On Wed 18-08-21 20:15:59, Zhang Yi wrote:
> On 2021/8/17 1:14, Jan Kara wrote:
> > On Mon 16-08-21 22:29:01, Zhang Yi wrote:
> >> On 2021/8/13 21:44, Jan Kara wrote:
> >>> On Tue 10-08-21 22:27:22, Zhang Yi wrote:
> >>>> In ext4_get_inode_loc(), we may skip IO and get an zero && uptodate
> >>>> inode buffer when the inode monopolize an inode block for performance
> >>>> reason.

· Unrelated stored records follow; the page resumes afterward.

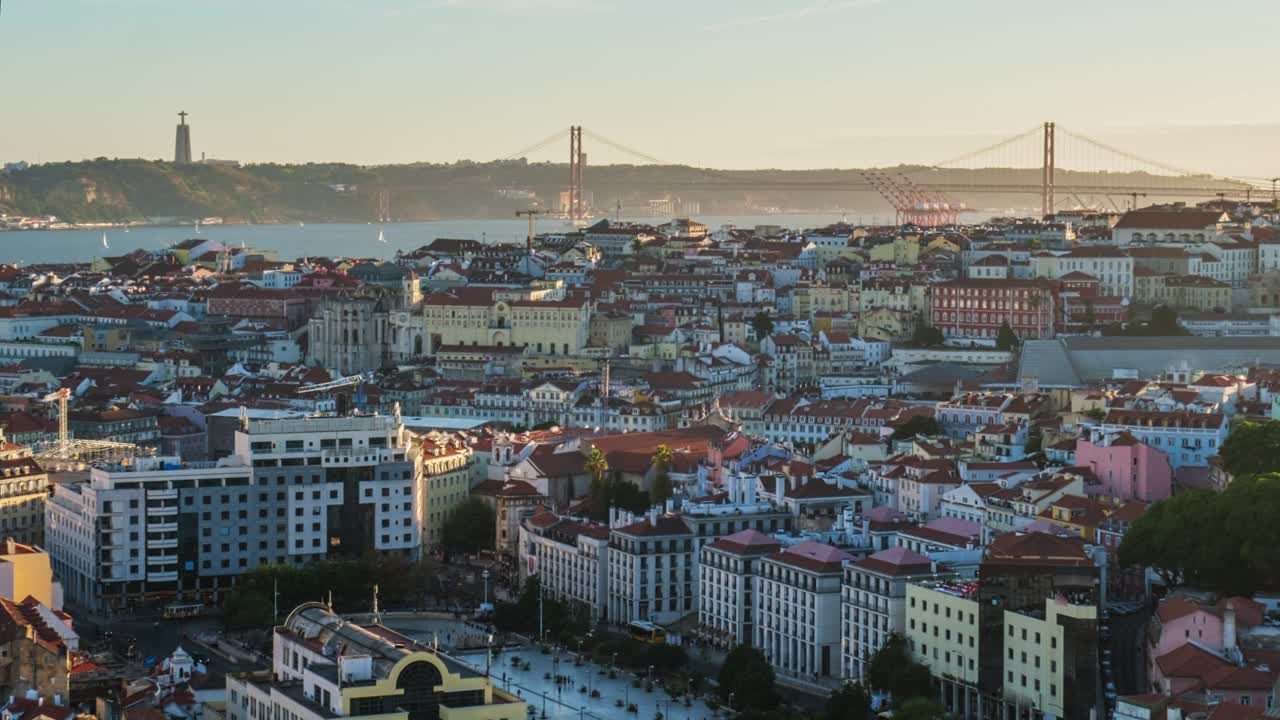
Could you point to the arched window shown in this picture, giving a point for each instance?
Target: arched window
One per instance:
(419, 682)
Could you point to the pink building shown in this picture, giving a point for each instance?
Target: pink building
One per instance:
(1196, 647)
(1127, 468)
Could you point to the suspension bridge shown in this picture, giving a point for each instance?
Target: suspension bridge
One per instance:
(1064, 168)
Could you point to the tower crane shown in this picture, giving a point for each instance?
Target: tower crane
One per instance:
(60, 397)
(533, 215)
(350, 381)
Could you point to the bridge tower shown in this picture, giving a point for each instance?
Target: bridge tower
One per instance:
(575, 173)
(1047, 172)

For most cases, ext4_mark_iloc_dirty() will fill the inode
> >>>> buffer to make it fine, but we could miss this call if something bad
> >>>> happened. Finally, __ext4_get_inode_loc_noinmem() may probably get an
> >>>> empty inode buffer and trigger ext4 error.
> >>>>
> >>>> For example, if we remove a nonexistent xattr on inode A,
> >>>> ext4_xattr_set_handle() will return ENODATA before invoking
> >>>> ext4_mark_iloc_dirty(), it will left an uptodate but zero buffer. We
> >>>> will get checksum error message in ext4_iget() when getting inode again.
> >>>>
> >>>>   EXT4-fs error (device sda): ext4_lookup:1784: inode #131074: comm cat: iget: checksum invalid
> >>>>
> >>>> Even worse, if we allocate another inode B at the same inode block, it
> >>>> will corrupt the inode A on disk when write back inode B.
> >>>>
> >>>> So this patch clear uptodate flag and mark buffer new if we get an empty
> >>>> buffer, clear it after we fill inode data or making read IO.
> >>>>
> >>>> Signed-off-by: Zhang Yi <yi.zhang@huawei.com>
> >>>
> >>> Thanks for the fix! Really good catch! The patch looks correct but
> >>> honestly, I'm not very happy about the special buffer_new handling. It
> >>> looks correct but I'm a bit uneasy that e.g. the block device code can
> >>> access this buffer and manipulate its state. Cannot we instead e.g. check
> >>> whether the buffer is uptodate in ext4_mark_iloc_dirty(), if not, lock it,
> >>> if still not uptodate, zero it, mark as uptodate, unlock it and then call
> >>> ext4_do_update_inode()? That would seem like a bit more foolproof solution
> >>> to me. Basically the fact that the buffer is not uptodate in
> >>> ext4_mark_iloc_dirty() would mean that nobody else is past
> >>> __ext4_get_inode_loc() for another inode in that buffer and so zeroing is
> >>> safe.
> >>>
> >>
> >> Thanks for your suggestion! I understand what you're concerned and your
> >> approach looks fine except mark buffer uptodate just behind zero buffer
> >> in ext4_mark_iloc_dirty(). Because I think (1) if ext4_do_update_inode()
> >> return error before filling the inode, it will still left an uptodate
> >> but zero buffer, and it's not easy to handle the error path. (2) it is
> >> still not conform the semantic of buffer uptodate because it it not
> >> contain an uptodate inode information. How about move mark as uptodate
> >> into ext4_do_update_inode(), something like that（not tested）？
> > 
> > OK, but this way could loading of buffer from the disk race with
> > ext4_do_update_inode() and overwrite its updates? You have to have buffer
> > uptodate before you start modifying it or you have to keep the buffer
> > locked all the time while you are updating it to avoid such races.
> 
> Indeed.
> 
> > 
> > Luckily the only place where ext4_do_update_inode() can fail before copying
> > data to the buffer is due to ext4_inode_blocks_set() which should never
> > happen because we set s_maxsize so that i_blocks cannot overflow. So maybe
> > we can just get rid of that case and keep the uptodate setting with the
> > zeroing?
> > 
> 
> It's fine, Let's fix it this way now.(But I guess it's fragile because we
> have to prevent modify ext4_do_update_inode() return before filling data
> into inode buffer cautiously in the future.)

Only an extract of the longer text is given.